As a longtime OCW donor myself, I definitely hear you but would still say we still have miles to go until we've made OCW accessible to all. I could see how OCW might not feel very open to the blind and deaf.

I never said I supported the lawsuit or even its goals; but ignoring accessibility shortcomings for certain groups because of financial or other barriers sort of misses the point of aiming to make knowledge accessible to all.

edit: just noticed sensory references in first paragraph


One problem is that, unless you're a deaf teacher, it was not in OCW's remit to make it's offering accessible to you.

Now that OCW has run out of its original block of money and is passing around its hat, that could of course change, then again it shows every sign of being only a step away from maintenance mode right now (all the mojo is presumably with edX, which OCW obviously helped to blaze a path to).

So it this "ignoring", or simply a trade-off in the face of limited resources? If you want the properly captioned option, what are you willing to give up to achieve that?


What I want OCW to be and what OCW set out to accomplish are not necessarily the same things, so in a bunch of ways it's unfair for me to have expectations that don't comport with theirs.

But for me personally, accessibility seems like something worth raising separate streams of funding for if it weren't terribly popular. In sort of the same way, I would've been thrilled if my donations to EFF could've been earmarked for their WIPO Treaty for the Blind work.

I understand the need to make trade-offs and don't begrudge OCW for the ones they've made, but I don't really see having to spend extra money for captioning, etc. as having to give stuff up. To me, it's more that the job isn't really finished until we've done it for everyone.


Some of these courses have "certificates" awarded for fees; and said certificates are the entry point to some businesses; just like the steep steps in front of the building.


And if you read the PR release carefully, no where does it specifically say one of those courses isn't properly captioned. The examples it gives of non- or poorly captioned items aren't even courses at all (http://nad.org/news/2015/2/nad-sues-harvard-and-mit-discrimi... which is a really nasty piece of work).

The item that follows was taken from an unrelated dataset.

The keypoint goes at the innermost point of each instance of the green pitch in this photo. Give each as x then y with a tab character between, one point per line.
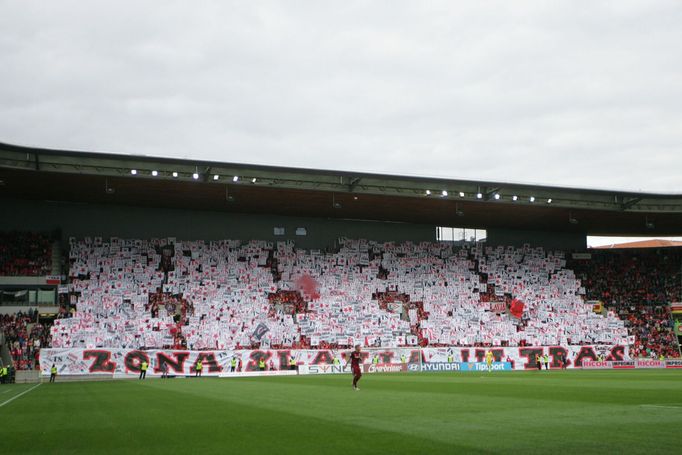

Without looking at the lawsuit (waiting for lawyers like the Instapundit to tear into it, he's big on non-traditional learning like this), I suspect the mention of MOOCs is bullshit, confounding perhaps a MIT Open CourseWare (OCW) offering with the edX ones you're talking about, which others in this discussion have ensured us are properly treated.


I am deaf and I specifically remember about MIT OCW from a couple years ago that, whenever I found something that seemed interesting and had video lectures available, the lectures didn't even have a transcript, much less captions. I went to their website again and literally the first course I picked lacked captions,[1] unless you count the YouTube-generated "love with a system age to have an with a system" as captions. It wasn't very hard to find another seemingly interesting course that doesn't have captions either.[2] Admittedly, after further inspection, more courses seem to have captions than before.

[1]: http://ocw.mit.edu/resources/res-6-008-digital-signal-proces...

[2]: http://ocw.mit.edu/courses/physics/8-851-effective-field-the...


For better or worse, OCW's remit was to publish materials about MIT's courses that would be useful to other teachers. Anything beyond that, like what you tried to do, is gravy.

Now if edX, contrary to everything we've heard in this discussion, doesn't do the right thing, they have a much stronger case. But that's not the case they're making in the PR thuggery, and I thank you for confirming one part of what I suspected.

And just to be crystal clear, OCW is pretty much out of money and mandate, it's mostly in maintenance mode (already past its budgeted life, now begging for cash). The best outcome of this is that such lectures will be picked up by edX and properly captioned. The more likely one is that they'll be pulled altogether, although we hope copies will be captured before that happens.

Is a dog in the manger outcome one you favor?


I took a look at the press release. At the top it I found: "Sorry, you need to install flash to see this content."

I understand how that happens, but, given the subject of the lawsuit, it's still very ironic.